6.12.3 Second, the elevation of an Election Commissioner should be on the basis of seniority, unless the three-member collegium/committee, for reasons to be recorded in writing, finds such Commissioner unfit.
6.12.4 Such amendments are in consonance with the appointment process in Lokpal and Lokayuktas Act, 2013, the Right to Information Act, 2005 and the Central Vigilance Commission Act, 2003.
6.12.5 Pursuant to Article 324(2), an amendment can be brought to the existing Election Commission (Conditions of Service of Election Commissioners and Transaction of Business) Act, 1991 to amend the title and insert a new Chapter 1A on the appointment of Election Commissioners and the CEC.
In regard to the aspect about the permanent and independent Secretariat of the Election Commission of India, it was noticed that to give effect to the Goswami Committee recommendation, the Constitution Seventieth Amendment Bill, 1990 was introduced on 30.05.1990 and that it was subsequently withdrawn in 1993 in view of the changed composition of the Election Commission of India, on it becoming a multi-Member Body pursuant to the 1991 Act and on the ground that the Bill needed some amendments.
The Bill, however, the Law Commission noticed, was never introduced. Thereafter, the Law Commission referred to the recommendations of the Election Commission itself for seeking appointment of an independent Secretariat. The Law Commission, accordingly, recommended insertion of Article 324(2A), inter alia, providing for a separate, independent and permanent secretarial staff for the Election Commission.

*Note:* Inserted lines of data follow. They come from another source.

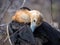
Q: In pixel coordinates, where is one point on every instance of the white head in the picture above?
(36, 19)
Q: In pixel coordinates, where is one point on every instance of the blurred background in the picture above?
(49, 8)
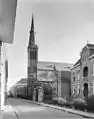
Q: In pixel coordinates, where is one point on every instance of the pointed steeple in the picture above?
(32, 38)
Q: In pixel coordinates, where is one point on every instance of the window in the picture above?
(74, 76)
(85, 71)
(78, 89)
(78, 74)
(33, 55)
(93, 70)
(93, 88)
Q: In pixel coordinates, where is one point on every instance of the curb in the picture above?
(81, 113)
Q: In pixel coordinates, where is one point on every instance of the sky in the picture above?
(62, 29)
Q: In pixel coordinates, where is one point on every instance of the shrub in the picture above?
(90, 103)
(79, 104)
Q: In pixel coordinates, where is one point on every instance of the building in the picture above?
(40, 72)
(3, 73)
(58, 75)
(32, 63)
(62, 83)
(82, 74)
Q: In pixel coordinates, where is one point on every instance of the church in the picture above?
(39, 72)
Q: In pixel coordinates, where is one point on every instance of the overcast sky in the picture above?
(62, 29)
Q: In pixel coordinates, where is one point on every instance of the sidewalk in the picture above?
(82, 113)
(8, 112)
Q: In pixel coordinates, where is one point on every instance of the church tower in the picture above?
(32, 61)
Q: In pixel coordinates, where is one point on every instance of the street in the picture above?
(28, 110)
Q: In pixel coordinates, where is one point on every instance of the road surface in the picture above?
(28, 110)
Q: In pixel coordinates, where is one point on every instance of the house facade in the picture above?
(82, 74)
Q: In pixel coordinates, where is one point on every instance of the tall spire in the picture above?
(32, 38)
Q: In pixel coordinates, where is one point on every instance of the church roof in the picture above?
(49, 65)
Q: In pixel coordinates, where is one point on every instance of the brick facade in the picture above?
(82, 74)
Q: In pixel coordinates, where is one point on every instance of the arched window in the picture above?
(85, 71)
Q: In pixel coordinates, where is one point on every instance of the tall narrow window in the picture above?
(85, 71)
(93, 70)
(93, 88)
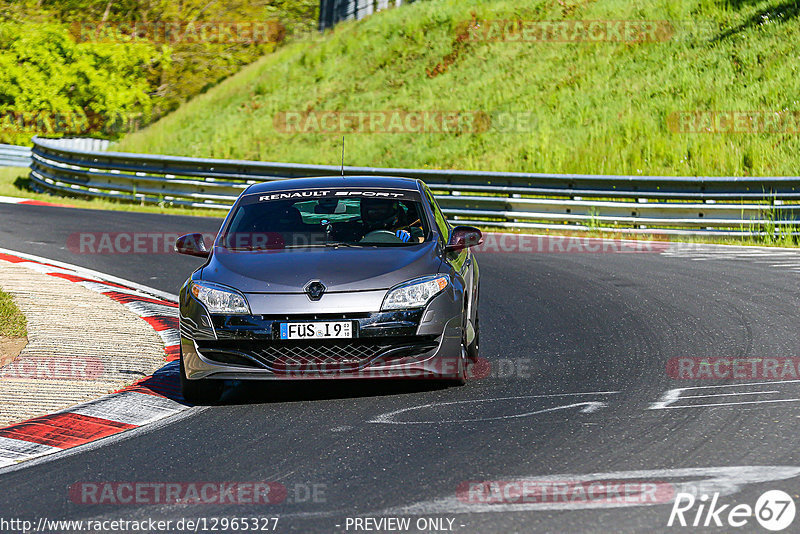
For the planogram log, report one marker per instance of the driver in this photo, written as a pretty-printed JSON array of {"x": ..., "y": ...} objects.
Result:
[{"x": 385, "y": 214}]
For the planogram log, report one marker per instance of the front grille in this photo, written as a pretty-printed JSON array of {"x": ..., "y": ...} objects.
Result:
[{"x": 314, "y": 356}]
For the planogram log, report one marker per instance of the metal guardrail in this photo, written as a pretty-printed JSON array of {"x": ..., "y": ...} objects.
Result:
[
  {"x": 14, "y": 156},
  {"x": 20, "y": 156},
  {"x": 645, "y": 204}
]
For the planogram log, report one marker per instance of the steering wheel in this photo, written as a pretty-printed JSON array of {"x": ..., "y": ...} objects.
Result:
[{"x": 380, "y": 236}]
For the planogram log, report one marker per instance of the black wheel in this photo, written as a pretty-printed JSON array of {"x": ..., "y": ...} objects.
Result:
[
  {"x": 472, "y": 348},
  {"x": 203, "y": 391}
]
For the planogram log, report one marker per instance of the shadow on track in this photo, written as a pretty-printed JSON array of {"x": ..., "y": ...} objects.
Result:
[{"x": 268, "y": 392}]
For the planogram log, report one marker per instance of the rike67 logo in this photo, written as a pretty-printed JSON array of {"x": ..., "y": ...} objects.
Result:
[{"x": 774, "y": 510}]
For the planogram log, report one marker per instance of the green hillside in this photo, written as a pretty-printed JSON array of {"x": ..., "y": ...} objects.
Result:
[{"x": 593, "y": 107}]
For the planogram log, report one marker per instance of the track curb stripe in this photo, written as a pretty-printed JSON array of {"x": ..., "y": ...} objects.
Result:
[{"x": 146, "y": 401}]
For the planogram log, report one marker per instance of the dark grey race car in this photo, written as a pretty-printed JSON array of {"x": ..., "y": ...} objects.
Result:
[{"x": 321, "y": 278}]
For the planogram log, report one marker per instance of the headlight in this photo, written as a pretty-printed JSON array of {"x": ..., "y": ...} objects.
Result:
[
  {"x": 219, "y": 299},
  {"x": 415, "y": 293}
]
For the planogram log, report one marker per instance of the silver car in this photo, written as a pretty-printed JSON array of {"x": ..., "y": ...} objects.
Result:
[{"x": 330, "y": 278}]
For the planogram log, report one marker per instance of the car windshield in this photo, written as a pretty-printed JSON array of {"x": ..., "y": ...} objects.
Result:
[{"x": 320, "y": 218}]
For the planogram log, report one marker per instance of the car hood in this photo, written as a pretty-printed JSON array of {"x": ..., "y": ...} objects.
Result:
[{"x": 339, "y": 269}]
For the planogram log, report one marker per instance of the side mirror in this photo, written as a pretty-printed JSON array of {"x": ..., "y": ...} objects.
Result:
[
  {"x": 192, "y": 245},
  {"x": 462, "y": 237}
]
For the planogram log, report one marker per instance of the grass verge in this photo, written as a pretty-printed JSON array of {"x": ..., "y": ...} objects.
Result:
[{"x": 12, "y": 322}]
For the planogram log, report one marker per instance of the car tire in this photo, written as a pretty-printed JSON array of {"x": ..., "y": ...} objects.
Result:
[
  {"x": 203, "y": 391},
  {"x": 473, "y": 348}
]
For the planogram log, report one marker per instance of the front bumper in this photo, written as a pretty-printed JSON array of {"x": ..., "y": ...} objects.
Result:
[{"x": 421, "y": 343}]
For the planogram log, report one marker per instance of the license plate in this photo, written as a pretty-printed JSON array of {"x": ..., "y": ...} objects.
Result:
[{"x": 317, "y": 330}]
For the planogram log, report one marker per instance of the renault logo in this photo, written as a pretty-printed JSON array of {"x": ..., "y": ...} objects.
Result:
[{"x": 314, "y": 289}]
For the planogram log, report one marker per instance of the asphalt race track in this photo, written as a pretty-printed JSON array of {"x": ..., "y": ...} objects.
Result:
[{"x": 579, "y": 389}]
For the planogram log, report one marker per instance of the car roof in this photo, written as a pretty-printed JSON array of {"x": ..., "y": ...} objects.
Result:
[{"x": 291, "y": 184}]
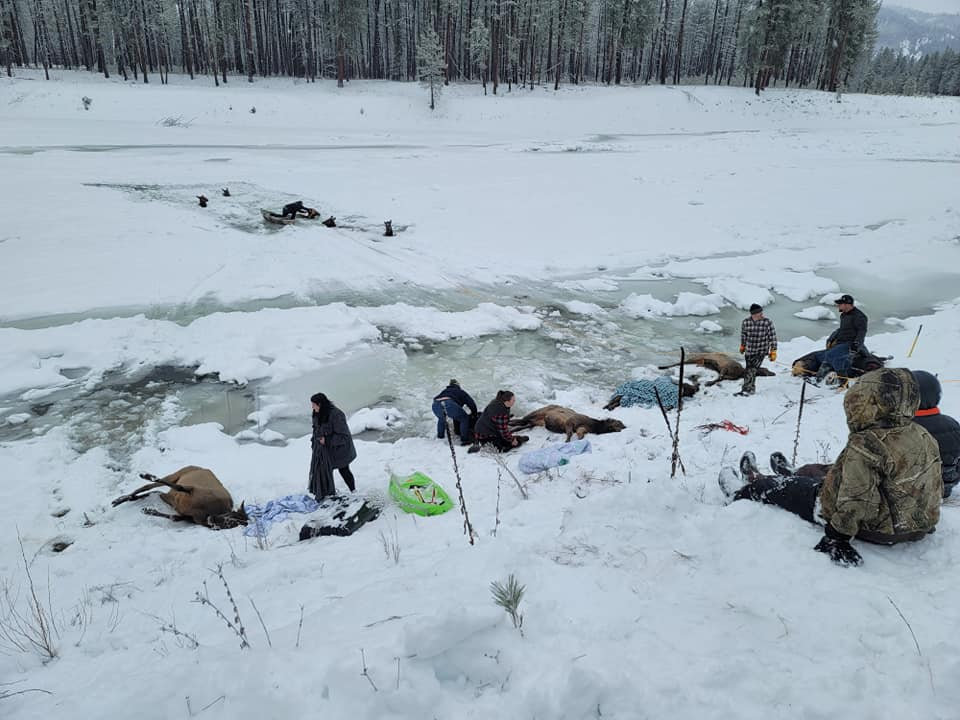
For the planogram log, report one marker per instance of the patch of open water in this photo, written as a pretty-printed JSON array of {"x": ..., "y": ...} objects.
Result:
[{"x": 597, "y": 351}]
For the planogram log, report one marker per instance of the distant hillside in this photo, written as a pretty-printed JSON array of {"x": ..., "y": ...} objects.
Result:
[{"x": 917, "y": 33}]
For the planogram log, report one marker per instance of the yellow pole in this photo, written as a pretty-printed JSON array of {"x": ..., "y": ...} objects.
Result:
[{"x": 917, "y": 337}]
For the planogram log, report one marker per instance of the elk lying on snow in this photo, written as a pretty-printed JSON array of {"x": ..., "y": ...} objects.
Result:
[
  {"x": 556, "y": 418},
  {"x": 195, "y": 494}
]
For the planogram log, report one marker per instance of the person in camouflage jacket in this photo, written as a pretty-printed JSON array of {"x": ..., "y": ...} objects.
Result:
[{"x": 885, "y": 487}]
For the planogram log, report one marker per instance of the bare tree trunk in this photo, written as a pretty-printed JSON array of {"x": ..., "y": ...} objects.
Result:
[
  {"x": 663, "y": 47},
  {"x": 248, "y": 31},
  {"x": 559, "y": 63},
  {"x": 676, "y": 66}
]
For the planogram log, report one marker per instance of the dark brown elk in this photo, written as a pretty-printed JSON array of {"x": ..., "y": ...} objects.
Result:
[
  {"x": 557, "y": 418},
  {"x": 728, "y": 367},
  {"x": 195, "y": 494}
]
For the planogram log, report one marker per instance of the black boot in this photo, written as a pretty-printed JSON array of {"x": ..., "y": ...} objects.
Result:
[
  {"x": 780, "y": 465},
  {"x": 748, "y": 465}
]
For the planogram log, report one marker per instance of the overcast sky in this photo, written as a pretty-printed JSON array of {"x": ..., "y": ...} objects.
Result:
[{"x": 949, "y": 6}]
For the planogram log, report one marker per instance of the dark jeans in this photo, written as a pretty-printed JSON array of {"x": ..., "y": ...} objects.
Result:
[
  {"x": 503, "y": 445},
  {"x": 794, "y": 493},
  {"x": 837, "y": 357},
  {"x": 348, "y": 478},
  {"x": 752, "y": 363},
  {"x": 455, "y": 413}
]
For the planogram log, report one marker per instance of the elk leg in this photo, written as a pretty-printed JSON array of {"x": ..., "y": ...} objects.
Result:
[
  {"x": 137, "y": 494},
  {"x": 157, "y": 513},
  {"x": 170, "y": 484}
]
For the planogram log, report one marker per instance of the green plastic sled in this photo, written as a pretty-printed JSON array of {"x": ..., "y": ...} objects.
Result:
[{"x": 419, "y": 494}]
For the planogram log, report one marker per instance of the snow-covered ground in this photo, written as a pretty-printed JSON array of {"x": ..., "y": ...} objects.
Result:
[{"x": 645, "y": 595}]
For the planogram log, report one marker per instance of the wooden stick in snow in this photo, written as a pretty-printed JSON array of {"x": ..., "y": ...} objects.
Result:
[
  {"x": 666, "y": 419},
  {"x": 675, "y": 460},
  {"x": 796, "y": 438}
]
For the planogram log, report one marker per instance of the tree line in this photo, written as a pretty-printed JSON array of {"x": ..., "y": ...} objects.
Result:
[
  {"x": 825, "y": 44},
  {"x": 893, "y": 73}
]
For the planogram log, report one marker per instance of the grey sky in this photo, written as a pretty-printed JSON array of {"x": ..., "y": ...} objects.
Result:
[{"x": 947, "y": 6}]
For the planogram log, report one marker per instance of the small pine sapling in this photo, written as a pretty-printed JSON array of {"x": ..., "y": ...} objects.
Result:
[{"x": 508, "y": 596}]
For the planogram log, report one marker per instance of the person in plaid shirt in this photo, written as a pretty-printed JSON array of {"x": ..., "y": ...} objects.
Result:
[
  {"x": 758, "y": 337},
  {"x": 493, "y": 426}
]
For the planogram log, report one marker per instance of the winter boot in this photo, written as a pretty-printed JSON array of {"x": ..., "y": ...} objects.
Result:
[
  {"x": 730, "y": 481},
  {"x": 748, "y": 465},
  {"x": 823, "y": 372},
  {"x": 780, "y": 465}
]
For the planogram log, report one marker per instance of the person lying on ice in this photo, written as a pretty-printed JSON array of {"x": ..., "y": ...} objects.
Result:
[
  {"x": 292, "y": 210},
  {"x": 884, "y": 487}
]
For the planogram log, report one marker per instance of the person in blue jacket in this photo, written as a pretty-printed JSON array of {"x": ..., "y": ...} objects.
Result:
[{"x": 452, "y": 400}]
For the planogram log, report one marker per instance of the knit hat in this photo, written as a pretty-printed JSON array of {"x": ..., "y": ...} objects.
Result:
[{"x": 929, "y": 389}]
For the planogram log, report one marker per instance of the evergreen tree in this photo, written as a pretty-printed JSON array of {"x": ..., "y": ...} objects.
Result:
[{"x": 430, "y": 65}]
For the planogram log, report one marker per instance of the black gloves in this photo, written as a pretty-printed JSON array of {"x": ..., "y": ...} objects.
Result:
[{"x": 838, "y": 547}]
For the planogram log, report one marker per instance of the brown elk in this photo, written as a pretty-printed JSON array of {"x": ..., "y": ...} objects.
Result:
[
  {"x": 728, "y": 367},
  {"x": 195, "y": 494},
  {"x": 557, "y": 418}
]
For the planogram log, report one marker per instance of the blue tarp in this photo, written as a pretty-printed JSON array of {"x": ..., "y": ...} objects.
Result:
[
  {"x": 539, "y": 460},
  {"x": 640, "y": 392},
  {"x": 261, "y": 517}
]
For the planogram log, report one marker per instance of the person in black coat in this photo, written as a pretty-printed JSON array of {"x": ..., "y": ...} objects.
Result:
[
  {"x": 846, "y": 342},
  {"x": 452, "y": 399},
  {"x": 291, "y": 210},
  {"x": 332, "y": 447},
  {"x": 945, "y": 430}
]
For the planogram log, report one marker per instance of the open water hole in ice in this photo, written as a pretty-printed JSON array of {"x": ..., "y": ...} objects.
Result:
[{"x": 596, "y": 351}]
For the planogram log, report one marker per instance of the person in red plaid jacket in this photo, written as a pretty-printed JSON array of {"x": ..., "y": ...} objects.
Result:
[
  {"x": 758, "y": 337},
  {"x": 493, "y": 426}
]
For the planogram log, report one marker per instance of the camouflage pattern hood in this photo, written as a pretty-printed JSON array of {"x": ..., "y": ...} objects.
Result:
[{"x": 886, "y": 486}]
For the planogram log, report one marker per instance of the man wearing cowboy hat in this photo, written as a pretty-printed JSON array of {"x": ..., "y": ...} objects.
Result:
[{"x": 846, "y": 342}]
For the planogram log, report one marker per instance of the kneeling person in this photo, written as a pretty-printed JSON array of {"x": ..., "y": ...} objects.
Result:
[
  {"x": 493, "y": 427},
  {"x": 885, "y": 487}
]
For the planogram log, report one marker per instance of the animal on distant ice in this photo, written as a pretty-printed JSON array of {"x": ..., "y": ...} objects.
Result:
[
  {"x": 195, "y": 494},
  {"x": 559, "y": 419},
  {"x": 728, "y": 367}
]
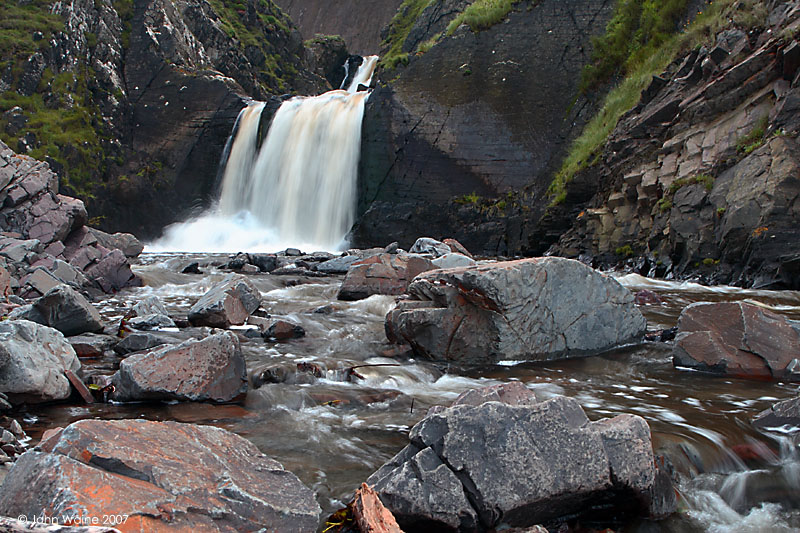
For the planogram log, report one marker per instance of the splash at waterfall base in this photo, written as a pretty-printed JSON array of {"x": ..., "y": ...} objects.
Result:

In the year 2016, the following proposed electoral reforms essentially related to Article 324(5), being proposals made by the Election Commission itself.
“Clause (5) of Article 324 of the Constitution provides that the Chief Election Commissioner shall not be removed from his office except in the same manner and on the same grounds as a Judge of the Supreme Court. The Chief Election Commissioner and the two Election Commissioners enjoy the same decision making powers which is suggestive of the fact that their powers are at par with each other.
However, Clause (5) of Article 324 of the Constitution does not provide similar protection to the Election Commissioners and it merely says that they cannot be removed from office except on the recommendation of the Chief Election Commissioner. The reason for giving protection to a Chief Election Commissioner as enjoyed by a Supreme Court Judge in matters of removability from office was in order to ensure the independence of Commission from external pulls and pressure. However, the rationale behind not affording similar protection to other Election Commissioners is not explicable.
The element of ‘independence’ sought to be achieved under the Constitution is not exclusively for an individual alone but for the whole institution. Thus, the independence of the Commission can only be strengthened if the Election Commissioners are also provided with the same protection as that of the Chief Election Commissioner. Proposed amendment The present constitutional guarantee is inadequate and requires an amendment to provide the same protection and safeguard in the matter of removability of Election Commissioners as is available to the Chief Election Commissioner.”
In 2023, in the case of Anoop Baranwal v. UOI, the Supreme court of India finally pronounced an historic decision when it changed the procedure of the appointment of Election Commissioner of India and held that ECI shall be appointed by a committee consisting of Prime minister of India, Leader of Opposition, and Chief Justice of India.